—Hé aquí para mí una nueva lección y otro motivo para callar. Me avergüenzo de haber tenido la lengua demasiado larga, y convengamos en no volver á tratar ese asunto.

—De todo corazón—respondió el abogado—os doy mi palabra y un apretón de manos, Ricardo.


EN BUSCA DEL SR. HYDE.

Aquella noche, el Sr. Utterson volvió á su habitación de soltero, con el ánimo sombrío, y se sentó sin placer ante la mesa en donde se hallaba servida la comida. Tenía costumbre, el domingo, cuando concluía de comer, de ir á sentarse junto al fuego, con un tomo de cualquier teólogo árido sobre su pupitre, permaneciendo así hasta que el reloj de la vecina iglesia tocaba doce campanadas, y entonces iba tranquilamente á acostarse. Sin embargo, la noche aquella, así que quitaron el mantel, tomó una bujía y fué á su gabinete. Allí abrió su cofre y sacó del sitio más secreto un documento envuelto en un sobre, en el cual estaba escrito lo siguiente: "Testamento del Doctor Jekyll," y se sentó melancólicamente para estudiar su contenido. El testamento era ológrafo, pues aunque Utterson se había encargado de guardarlo una vez hecho, no quiso intervenir en su redacción. Aquel testamento declaraba, que no sólo en el caso del fallecimiento de Enrique Jekyll, Doctor en Medicina, etc., etc., todos sus bienes deberían pasar á manos de su amigo y bienhechor Eduardo Hyde, sino que por la desaparición ó una ausencia inexplicable del Dr.
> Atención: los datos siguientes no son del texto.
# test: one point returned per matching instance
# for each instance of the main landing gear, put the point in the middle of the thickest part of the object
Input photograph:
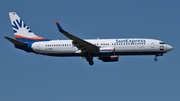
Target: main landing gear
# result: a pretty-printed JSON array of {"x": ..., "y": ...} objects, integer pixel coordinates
[
  {"x": 90, "y": 60},
  {"x": 155, "y": 59}
]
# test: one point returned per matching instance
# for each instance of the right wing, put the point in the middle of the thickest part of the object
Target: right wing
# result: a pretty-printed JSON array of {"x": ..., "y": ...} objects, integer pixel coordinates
[{"x": 81, "y": 44}]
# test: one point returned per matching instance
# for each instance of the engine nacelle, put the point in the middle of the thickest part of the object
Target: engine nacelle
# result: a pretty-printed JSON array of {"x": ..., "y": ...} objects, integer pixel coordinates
[
  {"x": 112, "y": 58},
  {"x": 107, "y": 51}
]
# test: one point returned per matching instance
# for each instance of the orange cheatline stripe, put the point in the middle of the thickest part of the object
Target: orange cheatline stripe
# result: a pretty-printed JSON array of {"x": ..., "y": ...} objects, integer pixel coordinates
[{"x": 34, "y": 38}]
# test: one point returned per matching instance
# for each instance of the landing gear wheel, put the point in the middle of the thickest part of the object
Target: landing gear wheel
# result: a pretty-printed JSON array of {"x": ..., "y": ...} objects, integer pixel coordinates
[
  {"x": 91, "y": 63},
  {"x": 155, "y": 59}
]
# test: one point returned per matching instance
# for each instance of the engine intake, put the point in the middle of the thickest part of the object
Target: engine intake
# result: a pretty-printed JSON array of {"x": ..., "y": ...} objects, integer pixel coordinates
[
  {"x": 112, "y": 58},
  {"x": 107, "y": 51}
]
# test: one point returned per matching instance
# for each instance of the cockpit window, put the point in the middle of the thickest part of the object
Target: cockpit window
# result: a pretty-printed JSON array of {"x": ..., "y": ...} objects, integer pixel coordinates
[{"x": 162, "y": 43}]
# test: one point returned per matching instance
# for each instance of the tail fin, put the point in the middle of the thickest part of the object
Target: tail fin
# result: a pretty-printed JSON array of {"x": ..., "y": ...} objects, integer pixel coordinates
[{"x": 21, "y": 30}]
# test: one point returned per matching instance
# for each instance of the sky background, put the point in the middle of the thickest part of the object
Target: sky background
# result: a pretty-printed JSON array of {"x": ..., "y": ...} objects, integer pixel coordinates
[{"x": 30, "y": 77}]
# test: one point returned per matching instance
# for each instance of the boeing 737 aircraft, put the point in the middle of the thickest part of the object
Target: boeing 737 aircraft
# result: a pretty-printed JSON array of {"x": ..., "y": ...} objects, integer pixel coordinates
[{"x": 107, "y": 50}]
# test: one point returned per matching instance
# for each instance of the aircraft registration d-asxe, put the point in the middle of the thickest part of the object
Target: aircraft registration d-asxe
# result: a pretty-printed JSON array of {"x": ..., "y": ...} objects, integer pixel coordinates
[{"x": 107, "y": 50}]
Jekyll, ausencia que excediese de un período de tres meses, el referido Eduardo Hyde debería tomar posesión de los bienes de dicho Enrique Jekyll, sin ningún otro plazo, y libre de toda carga ú obligación, salvo algunas pequeñas sumas que pagar á los criados de la casa del doctor. Hacía ya mucho tiempo que aquel documento desagradaba al abogado. Le molestaba á la vez en su calidad de jurisconsulto, y en el concepto de partidario de los usos sensatos y ordinarios de la vida, y de enemigo de todo lo extravagante. Además, su desconocimiento de la persona del Sr. Hyde era lo que había aumentado su indignación; y ahora, gracias á un acontecimiento inesperado, le conocía. Ya era bastante malo que tuviese un nombre respecto del cual nada podía saber, que nada decía, y era mucho peor cuando aquel nombre fué revestido con detestables imputaciones; y el espeso y nebuloso velo que había cubierto sus ojos durante tanto tiempo se rasgó de golpe para dejarle ver á un verdadero demonio.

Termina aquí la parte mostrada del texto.